Food waste is a complex organic substrate that is also potentially hosting a variety of microbial species. In Malaysia, the large amount of food waste that is available can cause health and environmental issues due to inadequate management that has created problems such as greenhouse gas emission and release of wastewater. The utilization of food waste for value-added products is an attractive solution to reduce the accumulation of food waste, however, demands a pretreatment step to prepare the food waste for a specific production process. One interesting application of food waste is for the production of biohydrogen, which requires food waste to be free from hydrogen-consuming bacteria (HCB).
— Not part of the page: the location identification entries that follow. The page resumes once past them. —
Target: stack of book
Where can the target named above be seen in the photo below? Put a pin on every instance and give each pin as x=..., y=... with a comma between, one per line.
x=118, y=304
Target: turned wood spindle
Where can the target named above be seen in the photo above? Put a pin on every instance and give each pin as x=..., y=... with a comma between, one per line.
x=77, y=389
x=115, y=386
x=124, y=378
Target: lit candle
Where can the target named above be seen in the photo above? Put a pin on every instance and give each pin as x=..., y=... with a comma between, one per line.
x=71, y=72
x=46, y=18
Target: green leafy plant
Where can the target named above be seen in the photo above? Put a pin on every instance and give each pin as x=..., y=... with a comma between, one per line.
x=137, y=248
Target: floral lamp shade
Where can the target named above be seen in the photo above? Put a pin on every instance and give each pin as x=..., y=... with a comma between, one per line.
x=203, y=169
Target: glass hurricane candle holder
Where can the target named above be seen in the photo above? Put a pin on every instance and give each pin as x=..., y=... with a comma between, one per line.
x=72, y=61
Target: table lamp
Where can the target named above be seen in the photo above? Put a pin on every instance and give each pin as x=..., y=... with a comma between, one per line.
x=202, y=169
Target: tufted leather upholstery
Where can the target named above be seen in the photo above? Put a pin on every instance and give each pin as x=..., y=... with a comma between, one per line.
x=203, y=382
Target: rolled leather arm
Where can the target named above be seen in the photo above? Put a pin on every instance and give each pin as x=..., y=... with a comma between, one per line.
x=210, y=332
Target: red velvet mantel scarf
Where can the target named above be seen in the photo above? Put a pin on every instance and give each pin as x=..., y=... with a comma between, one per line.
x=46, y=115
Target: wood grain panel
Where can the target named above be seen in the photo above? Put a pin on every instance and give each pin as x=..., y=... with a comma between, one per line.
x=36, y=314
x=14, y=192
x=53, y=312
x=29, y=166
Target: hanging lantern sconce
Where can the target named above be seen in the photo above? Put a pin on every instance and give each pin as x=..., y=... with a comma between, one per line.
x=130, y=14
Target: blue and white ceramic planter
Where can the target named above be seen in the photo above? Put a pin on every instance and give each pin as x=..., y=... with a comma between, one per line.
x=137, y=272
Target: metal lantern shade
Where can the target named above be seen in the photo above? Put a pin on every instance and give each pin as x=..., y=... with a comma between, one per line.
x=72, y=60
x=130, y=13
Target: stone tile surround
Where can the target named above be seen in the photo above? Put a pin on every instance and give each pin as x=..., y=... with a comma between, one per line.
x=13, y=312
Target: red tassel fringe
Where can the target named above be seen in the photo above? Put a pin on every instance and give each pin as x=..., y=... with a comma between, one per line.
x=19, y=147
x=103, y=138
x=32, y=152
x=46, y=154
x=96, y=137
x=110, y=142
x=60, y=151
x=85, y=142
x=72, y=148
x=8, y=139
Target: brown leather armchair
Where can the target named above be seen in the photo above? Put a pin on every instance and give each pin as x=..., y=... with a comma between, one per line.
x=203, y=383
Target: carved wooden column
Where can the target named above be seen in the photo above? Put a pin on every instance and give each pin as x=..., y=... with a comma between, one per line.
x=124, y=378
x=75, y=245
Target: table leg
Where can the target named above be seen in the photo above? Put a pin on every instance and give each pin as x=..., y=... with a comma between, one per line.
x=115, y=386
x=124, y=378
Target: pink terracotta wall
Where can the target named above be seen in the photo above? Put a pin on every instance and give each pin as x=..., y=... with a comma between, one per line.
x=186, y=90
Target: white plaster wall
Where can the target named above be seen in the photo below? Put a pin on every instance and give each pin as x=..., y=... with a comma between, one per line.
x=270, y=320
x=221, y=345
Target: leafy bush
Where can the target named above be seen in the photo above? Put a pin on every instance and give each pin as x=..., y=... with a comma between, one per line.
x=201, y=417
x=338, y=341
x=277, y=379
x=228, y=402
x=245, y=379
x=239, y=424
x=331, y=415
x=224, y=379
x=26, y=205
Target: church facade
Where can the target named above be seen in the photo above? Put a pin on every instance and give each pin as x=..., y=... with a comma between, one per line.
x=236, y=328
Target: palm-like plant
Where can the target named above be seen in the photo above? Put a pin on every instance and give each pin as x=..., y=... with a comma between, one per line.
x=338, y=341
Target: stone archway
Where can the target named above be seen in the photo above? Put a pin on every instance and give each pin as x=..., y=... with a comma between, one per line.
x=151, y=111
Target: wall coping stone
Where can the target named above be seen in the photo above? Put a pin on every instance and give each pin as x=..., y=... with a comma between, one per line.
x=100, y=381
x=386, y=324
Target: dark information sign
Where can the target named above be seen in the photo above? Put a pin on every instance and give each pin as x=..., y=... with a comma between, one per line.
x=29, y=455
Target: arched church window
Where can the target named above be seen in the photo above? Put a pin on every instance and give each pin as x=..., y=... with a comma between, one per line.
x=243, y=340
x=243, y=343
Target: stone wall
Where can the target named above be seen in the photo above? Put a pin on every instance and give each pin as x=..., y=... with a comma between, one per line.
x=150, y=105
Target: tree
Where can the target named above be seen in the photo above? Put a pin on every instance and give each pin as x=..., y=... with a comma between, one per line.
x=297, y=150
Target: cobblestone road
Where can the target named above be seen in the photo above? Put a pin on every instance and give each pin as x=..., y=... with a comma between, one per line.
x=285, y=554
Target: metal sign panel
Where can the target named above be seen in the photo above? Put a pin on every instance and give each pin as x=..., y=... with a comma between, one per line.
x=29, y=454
This study aims to investigate the effect of physical pretreatment on food waste and suggest the best pretreatment parameters. Food waste samples were pretreated with heat at 70 °C, 80 °C and 90 °C for 15 and 30 minutes and UV radiation for 10, 15 and 30 minutes before being cultured in aerobic condition. The reduction in aerobic bacteria was measured. Heat pretreatment at 70 °C for 15 and 30 minutes could be considered as the best pretreatment compared to the other since it recorded the highest reducing sugar concentration. Heat pretreatment at 70 °C for 15 and 30 minutes and UV radiation pretreatment for 15 minutes had a bactericidal effect and able to remove HCB. There is a high possibility that bacteria 2, 7 and 8 were hydrogen-producing bacteria (HPB).